Aloula (Αλλούλα) is a location on Penteliko Mountain, Attica, Greece. Its interest and importance stem from the fact that much of the marble used to build the Parthenon and other famous monuments of antiquity were from the so-called "Pendeliko" marble, i.e. from this mountain. Unlike the south side of the mountain, however, the north side remains in use as a quarry even today. Aloula, however, was decommissioned in 1940 with the start of the Second World War.
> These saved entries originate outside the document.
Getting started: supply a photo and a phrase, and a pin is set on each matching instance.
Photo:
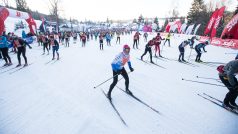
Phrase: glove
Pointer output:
(132, 69)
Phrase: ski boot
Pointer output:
(128, 92)
(6, 64)
(18, 65)
(109, 96)
(25, 65)
(228, 106)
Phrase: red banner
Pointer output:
(211, 22)
(217, 21)
(227, 43)
(231, 29)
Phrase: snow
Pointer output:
(59, 98)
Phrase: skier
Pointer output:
(4, 50)
(181, 50)
(136, 37)
(198, 48)
(168, 39)
(145, 36)
(67, 39)
(158, 39)
(148, 49)
(191, 43)
(83, 37)
(45, 41)
(108, 39)
(227, 76)
(75, 37)
(55, 47)
(20, 44)
(118, 68)
(118, 37)
(101, 41)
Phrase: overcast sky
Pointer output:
(99, 10)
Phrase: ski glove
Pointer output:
(132, 69)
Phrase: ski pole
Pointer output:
(108, 80)
(203, 83)
(207, 78)
(230, 53)
(190, 54)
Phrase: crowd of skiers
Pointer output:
(53, 40)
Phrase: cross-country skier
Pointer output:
(118, 68)
(108, 39)
(136, 37)
(67, 39)
(181, 50)
(45, 41)
(198, 48)
(4, 50)
(20, 44)
(192, 40)
(158, 39)
(118, 37)
(83, 37)
(168, 39)
(55, 47)
(101, 41)
(148, 49)
(227, 76)
(145, 36)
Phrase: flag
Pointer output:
(231, 29)
(211, 22)
(217, 21)
(196, 29)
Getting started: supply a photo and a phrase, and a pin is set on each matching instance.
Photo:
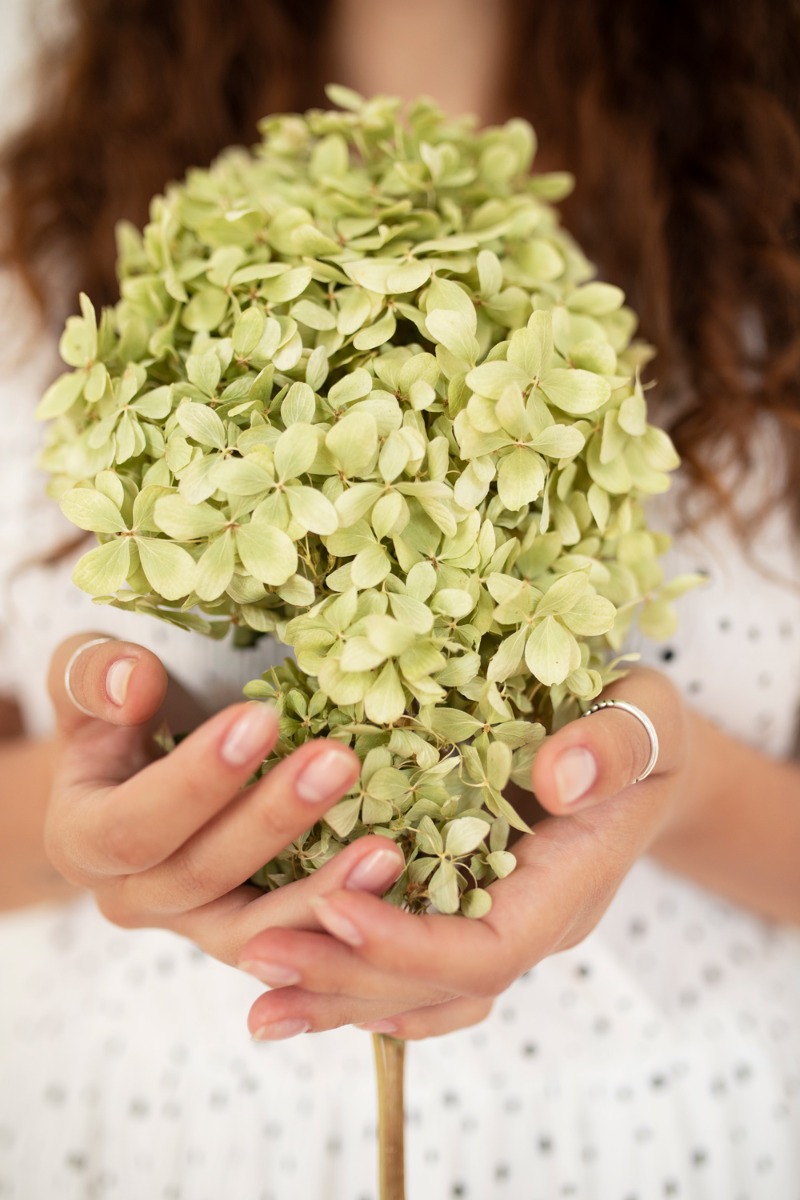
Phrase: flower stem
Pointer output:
(390, 1056)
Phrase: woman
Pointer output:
(594, 1073)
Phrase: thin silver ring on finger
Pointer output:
(68, 669)
(643, 719)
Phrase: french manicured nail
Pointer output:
(116, 681)
(278, 1030)
(336, 923)
(272, 973)
(374, 871)
(325, 777)
(378, 1027)
(575, 773)
(248, 735)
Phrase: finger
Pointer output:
(280, 1015)
(591, 760)
(251, 829)
(102, 829)
(450, 954)
(94, 677)
(565, 877)
(433, 1020)
(317, 963)
(226, 927)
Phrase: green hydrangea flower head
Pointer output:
(362, 393)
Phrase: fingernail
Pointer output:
(378, 1027)
(248, 735)
(336, 923)
(325, 777)
(278, 1030)
(374, 871)
(272, 973)
(116, 681)
(575, 773)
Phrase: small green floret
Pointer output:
(361, 393)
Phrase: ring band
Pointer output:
(643, 719)
(67, 672)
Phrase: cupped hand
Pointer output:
(172, 840)
(413, 977)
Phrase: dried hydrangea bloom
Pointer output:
(361, 393)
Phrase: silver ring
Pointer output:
(67, 672)
(643, 719)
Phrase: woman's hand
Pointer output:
(170, 841)
(414, 977)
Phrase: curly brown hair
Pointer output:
(680, 121)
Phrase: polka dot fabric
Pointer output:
(659, 1059)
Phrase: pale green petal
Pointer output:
(388, 635)
(202, 424)
(411, 612)
(371, 567)
(91, 510)
(443, 888)
(464, 835)
(312, 510)
(551, 652)
(491, 379)
(269, 555)
(295, 450)
(452, 725)
(576, 391)
(215, 568)
(359, 654)
(452, 330)
(185, 522)
(354, 443)
(564, 594)
(507, 659)
(104, 569)
(170, 570)
(521, 478)
(385, 701)
(475, 903)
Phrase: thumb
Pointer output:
(593, 759)
(96, 677)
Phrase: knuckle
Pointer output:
(191, 883)
(114, 907)
(124, 846)
(277, 809)
(627, 753)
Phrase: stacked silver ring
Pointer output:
(643, 719)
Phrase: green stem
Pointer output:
(390, 1055)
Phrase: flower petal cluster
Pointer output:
(362, 393)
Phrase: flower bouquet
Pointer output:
(362, 394)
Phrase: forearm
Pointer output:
(25, 874)
(738, 828)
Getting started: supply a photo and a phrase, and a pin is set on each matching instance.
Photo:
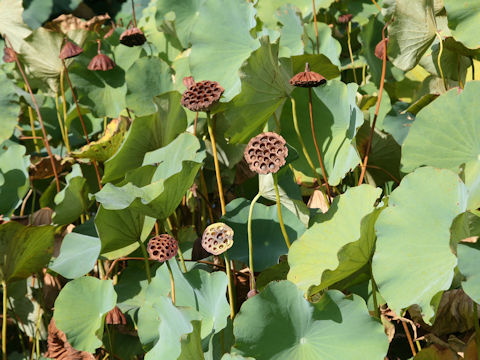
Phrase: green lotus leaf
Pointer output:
(25, 249)
(264, 88)
(444, 141)
(78, 255)
(73, 200)
(11, 22)
(337, 118)
(213, 35)
(147, 78)
(147, 134)
(267, 238)
(80, 311)
(411, 33)
(416, 226)
(463, 21)
(13, 171)
(292, 328)
(331, 250)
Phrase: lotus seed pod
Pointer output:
(307, 78)
(202, 96)
(266, 153)
(162, 247)
(70, 50)
(133, 37)
(217, 238)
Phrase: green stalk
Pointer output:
(250, 242)
(231, 298)
(279, 209)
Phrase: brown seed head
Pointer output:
(9, 55)
(307, 78)
(133, 37)
(162, 247)
(380, 48)
(217, 238)
(266, 153)
(202, 96)
(70, 50)
(345, 18)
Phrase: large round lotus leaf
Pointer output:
(415, 229)
(464, 21)
(411, 32)
(222, 25)
(80, 311)
(279, 324)
(331, 250)
(446, 133)
(267, 238)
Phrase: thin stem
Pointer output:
(4, 321)
(231, 298)
(211, 131)
(145, 258)
(250, 241)
(316, 26)
(317, 149)
(377, 108)
(349, 29)
(40, 119)
(279, 209)
(172, 281)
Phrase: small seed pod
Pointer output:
(217, 238)
(380, 48)
(307, 78)
(162, 247)
(266, 153)
(345, 18)
(202, 96)
(133, 37)
(70, 50)
(9, 55)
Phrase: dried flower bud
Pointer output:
(115, 317)
(217, 238)
(9, 55)
(70, 50)
(266, 153)
(133, 37)
(162, 247)
(307, 78)
(345, 18)
(202, 96)
(380, 48)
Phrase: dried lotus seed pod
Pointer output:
(217, 238)
(162, 247)
(307, 78)
(202, 96)
(266, 153)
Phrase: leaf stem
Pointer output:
(279, 210)
(250, 241)
(211, 131)
(231, 298)
(317, 149)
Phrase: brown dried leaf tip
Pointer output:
(307, 78)
(345, 18)
(380, 48)
(266, 153)
(217, 238)
(133, 37)
(101, 62)
(162, 247)
(70, 50)
(201, 96)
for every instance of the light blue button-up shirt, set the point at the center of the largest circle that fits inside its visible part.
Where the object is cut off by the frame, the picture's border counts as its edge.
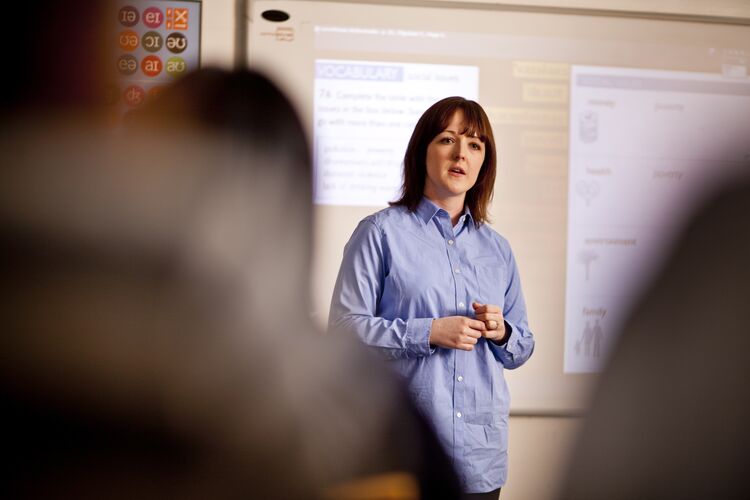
(403, 269)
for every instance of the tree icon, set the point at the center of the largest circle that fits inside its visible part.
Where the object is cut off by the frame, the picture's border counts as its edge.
(586, 257)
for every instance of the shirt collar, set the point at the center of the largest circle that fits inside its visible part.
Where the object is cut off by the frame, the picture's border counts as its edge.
(426, 210)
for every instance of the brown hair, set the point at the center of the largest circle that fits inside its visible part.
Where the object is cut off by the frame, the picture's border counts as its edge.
(430, 124)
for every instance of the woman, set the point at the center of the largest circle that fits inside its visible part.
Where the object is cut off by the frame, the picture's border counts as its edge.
(430, 285)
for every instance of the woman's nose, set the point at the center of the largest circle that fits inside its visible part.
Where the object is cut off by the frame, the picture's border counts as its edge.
(460, 152)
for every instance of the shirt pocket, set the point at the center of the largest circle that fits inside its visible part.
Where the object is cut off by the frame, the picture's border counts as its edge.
(491, 284)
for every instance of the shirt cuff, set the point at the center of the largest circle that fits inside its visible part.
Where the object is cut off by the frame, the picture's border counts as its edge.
(508, 334)
(418, 337)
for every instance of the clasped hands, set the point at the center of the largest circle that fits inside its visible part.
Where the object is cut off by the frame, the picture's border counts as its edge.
(462, 332)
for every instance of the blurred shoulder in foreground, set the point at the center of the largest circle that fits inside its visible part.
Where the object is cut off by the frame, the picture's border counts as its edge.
(156, 334)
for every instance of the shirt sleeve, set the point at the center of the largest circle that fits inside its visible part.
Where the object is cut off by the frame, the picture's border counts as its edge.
(358, 291)
(520, 343)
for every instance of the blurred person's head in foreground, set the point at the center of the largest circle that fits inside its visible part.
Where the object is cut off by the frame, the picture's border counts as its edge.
(154, 300)
(670, 416)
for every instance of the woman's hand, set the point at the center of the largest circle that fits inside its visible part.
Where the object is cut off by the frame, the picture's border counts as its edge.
(456, 332)
(493, 320)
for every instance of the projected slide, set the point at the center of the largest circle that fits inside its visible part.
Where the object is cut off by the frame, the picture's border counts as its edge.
(364, 113)
(642, 144)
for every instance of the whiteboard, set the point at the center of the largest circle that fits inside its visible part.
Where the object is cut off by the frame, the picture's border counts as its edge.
(609, 130)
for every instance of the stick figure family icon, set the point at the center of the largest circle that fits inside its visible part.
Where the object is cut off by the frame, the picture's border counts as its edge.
(158, 42)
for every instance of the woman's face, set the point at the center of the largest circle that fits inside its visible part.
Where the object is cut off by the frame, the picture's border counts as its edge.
(453, 162)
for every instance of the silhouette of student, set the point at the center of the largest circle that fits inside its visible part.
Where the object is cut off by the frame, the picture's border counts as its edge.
(154, 298)
(670, 416)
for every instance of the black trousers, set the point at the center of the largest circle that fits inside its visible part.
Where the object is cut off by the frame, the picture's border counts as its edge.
(490, 495)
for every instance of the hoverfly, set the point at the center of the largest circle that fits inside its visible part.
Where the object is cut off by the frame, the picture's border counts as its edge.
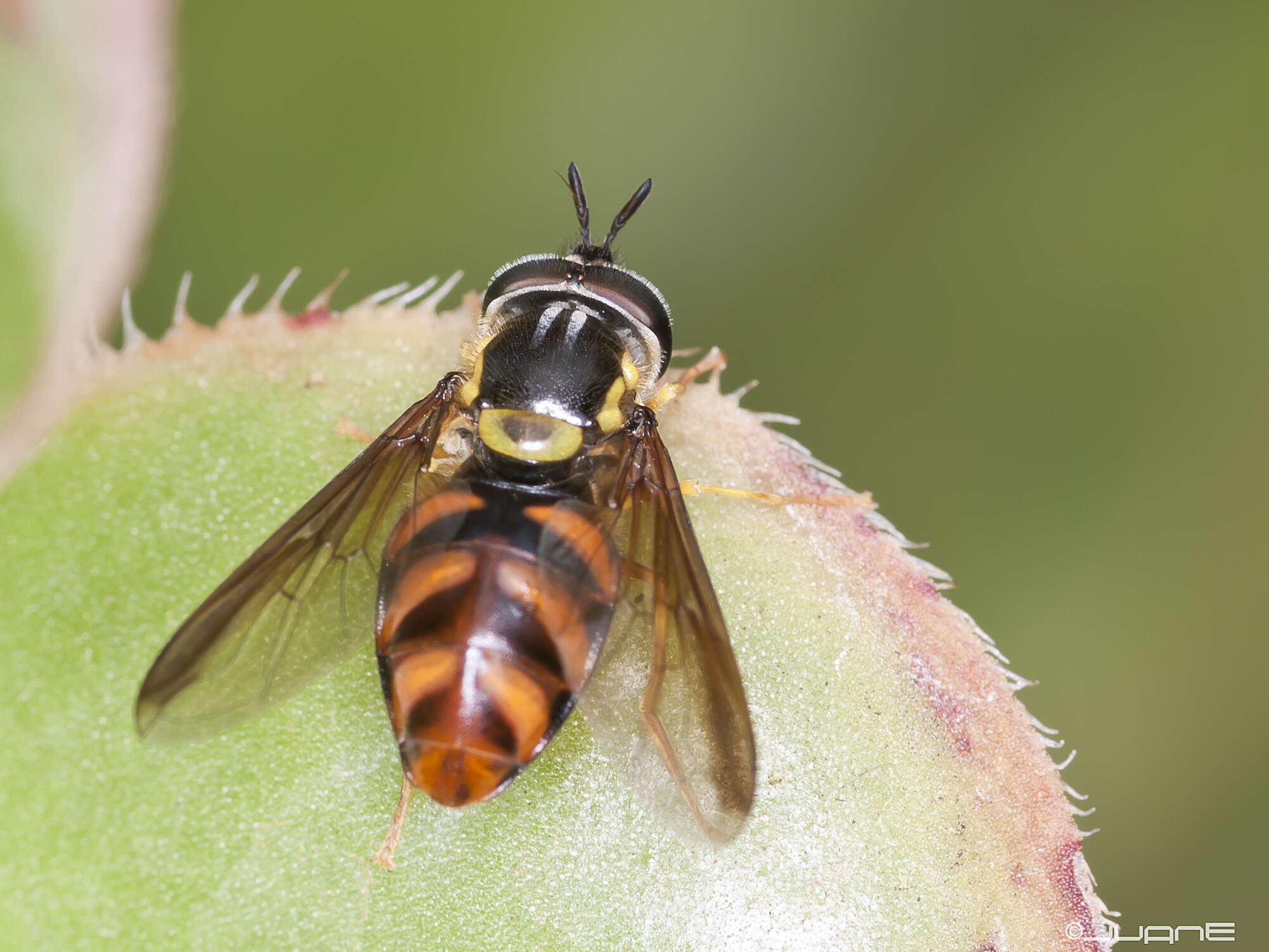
(517, 541)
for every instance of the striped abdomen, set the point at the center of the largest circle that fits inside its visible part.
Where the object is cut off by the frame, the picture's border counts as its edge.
(493, 608)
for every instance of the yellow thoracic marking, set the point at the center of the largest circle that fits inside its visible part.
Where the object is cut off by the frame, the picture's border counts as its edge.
(609, 418)
(525, 435)
(471, 389)
(630, 372)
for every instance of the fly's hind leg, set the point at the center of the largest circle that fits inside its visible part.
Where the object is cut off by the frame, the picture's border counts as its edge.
(694, 488)
(713, 362)
(396, 828)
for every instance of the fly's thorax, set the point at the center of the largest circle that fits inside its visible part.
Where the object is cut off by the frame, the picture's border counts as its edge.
(549, 385)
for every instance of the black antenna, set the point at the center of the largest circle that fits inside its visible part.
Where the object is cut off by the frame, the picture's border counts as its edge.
(622, 216)
(579, 201)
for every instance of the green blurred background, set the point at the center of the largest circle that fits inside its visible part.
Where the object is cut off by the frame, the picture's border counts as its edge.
(1005, 260)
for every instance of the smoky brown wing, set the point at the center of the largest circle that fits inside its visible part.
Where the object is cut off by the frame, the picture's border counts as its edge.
(665, 701)
(301, 602)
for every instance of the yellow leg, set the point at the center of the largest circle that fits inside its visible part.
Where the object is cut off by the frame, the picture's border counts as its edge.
(713, 362)
(694, 488)
(390, 843)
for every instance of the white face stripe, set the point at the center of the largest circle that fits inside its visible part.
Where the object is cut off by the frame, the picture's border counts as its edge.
(545, 323)
(578, 319)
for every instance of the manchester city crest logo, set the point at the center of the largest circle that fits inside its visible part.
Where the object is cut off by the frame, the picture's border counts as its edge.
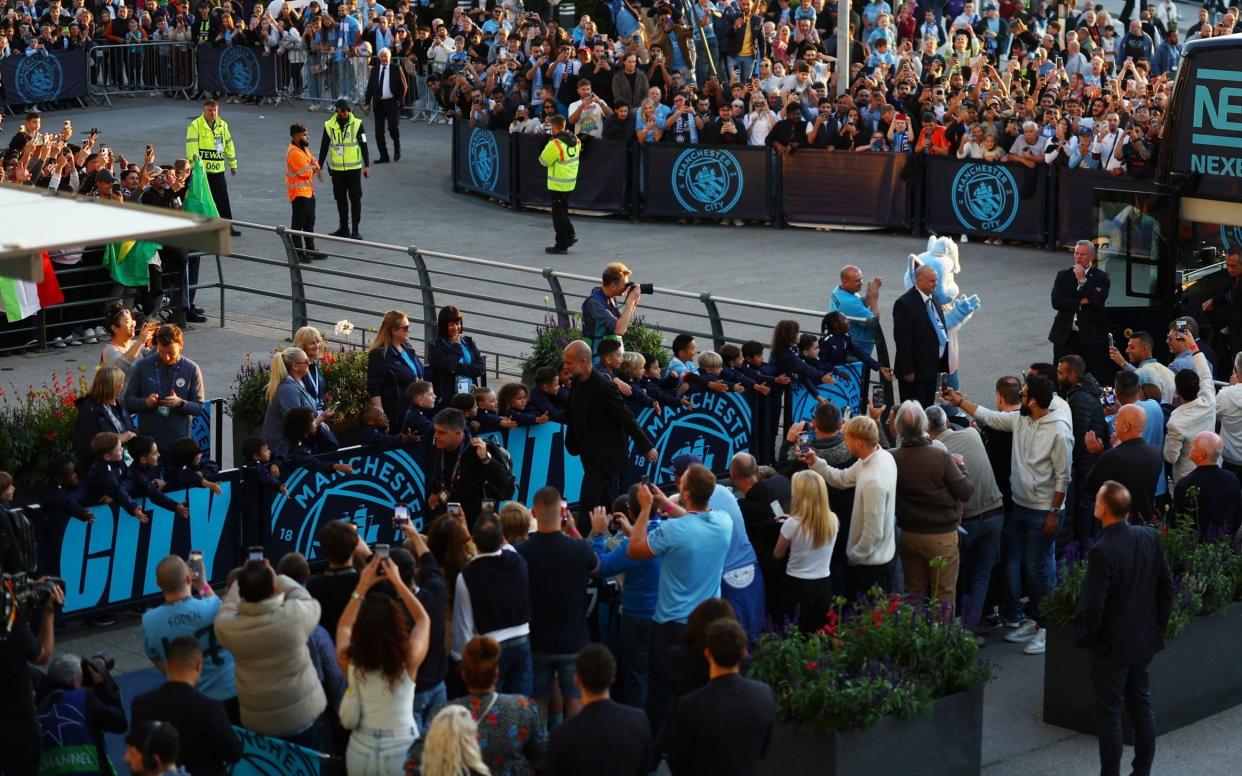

==Name and early history==
The name "Aloula" belongs to a contractor who worked at the site at the time before it closed. The north side of Mount Pentelicus remained unused for marbleworks until 1898, when "Marmor Ltd" bought the mining rights from Jacob Steiger and set out to solve the problem of transporting the end product. It took them almost two years to finish the infrastructure that allowed moving marble down to the main train station at Dionysos. (Today this location is used as an outdoor theatre.)

==Legal status==

The modern reconstruction of Aloula as a "park of marblework artistry" has been widely accused of an attempt of corporate greenwashing. Despite the fact that the current owners of the area and the mining rights invested heavily in the project, it lies unused and undeveloped any further because it lies in a much argued over region which has suffered numerous forest fires and is considered one of the few major areas of forest in Attica.

==Aloula operations==

Unlike the "famous" south side's large pieces of fine white marble, Aloula only had potential for smaller pieces. It was still the much sought-after fine white stone, but at the beginning of the 20th century the main commercial uses for this were kitchen or bathroom sinks, cemetery crosses and pavements.

==Reconstruction==

In 1994, more than half a century after it was abandoned, the reconstruction project began. A team of marbleworkers from the island of Paros with experience of working on a similar project on the south side of Pendeli were called in. They had to unearth the unused paths, train tracks and other details of everyday working life in Aloula and then decide how to reconstruct and show them. They started by constructing a staircase to connect various functional areas of the quarry, such as the tool construction area, the sheer cliff, living quarters and the transportation area. Despite their experience, much of what we see today is more the product of modern decisions for the museum than any sort of archaeological research. They worked particularly hard at reconstructing the house of Aloula himself and were rewarded by finding a large number of rare old quarrying tools in the shed next to it.